Amazon Polly is a service that turns text into lifelike speech, allowing you to create applications that talk, and build entirely new categories of speech-enabled products.
Polly’s Text-to-Speech (TTS) service uses advanced deep learning technologies to synthesize natural sounding human speech. With dozens of lifelike voices across a broad set of languages, you can build speech-enabled applications that work in many different countries.
This plugin provides AWS Polly - Text to Speech services in two request modes:
Synthesize Speech (Sync): Synchronous request mode, useful for small file and time-sensitive application.
Synthesize Speech Task (Async): Asynchronous request mode, useful for large file and time-insensitive application, requiring an AWS S3 Bucket.
In synchronous mode, the limit for input text or SSML is a maximum of 6000 characters total, of which no more than 3000 can be billed characters (e.g. excluding punctuation, spaces, SSML tags and such). The output audio stream (synthesis) is limited to 10 minutes. After this is reached, any remaining speech is cut off.
In asynchronous mode, the limit for the input text can be up to 100,000 billed characters (200,000 total characters). SSML tags are not counted as billed characters.
To interact with AWS S3, it is highly recommended to use this plugin in conjunction of our AWS S3 & SQS Utilities plugin to provide the Put, Get, and Delete a file from AWS S3.
The plugin returns a list of available voices, and the audio datastream in synchronous mode, and additionally AWS TaskId and Status in asynchronous mode.
I want to build an app capable of reading out loud entire books, while highlighting the sentence that is currently being read (just like in a karaoke). AWS Polly uses Speech Marks for this.
Does your plugin support speech marks api requests? If not, is there any other way to achieve what I want using your plugin or any other plugin that you know?
Just to let you know that this plugin now supports speechmarks!
As Jeff would put himself
Speech marks are metadata that describe the speech that you synthesize, such as where a sentence or word starts and ends in the audio stream. When you request speech marks for your text, Amazon Polly returns this metadata instead of synthesized speech.
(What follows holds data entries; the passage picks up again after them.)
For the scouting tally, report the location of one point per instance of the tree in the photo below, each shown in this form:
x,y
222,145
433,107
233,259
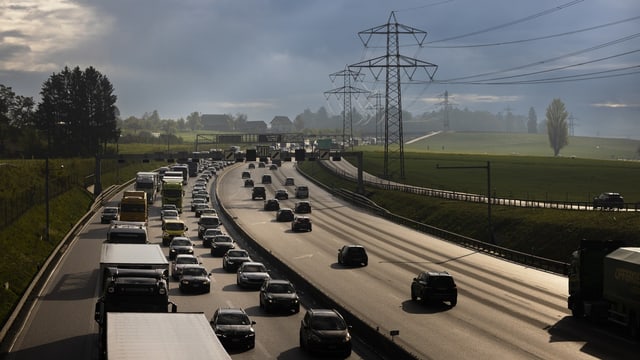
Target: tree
x,y
532,123
77,112
557,127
By using speech marks in conjunction with the synthesized speech audio stream, you can provide your applications with an enhanced visual experience.
For example, combining the metadata with the audio stream from your text can enable you to synchronize speech with facial animation (lip-syncing) or to highlight written words as they’re spoken.
Perhaps @phrase9 will show a particular interest on this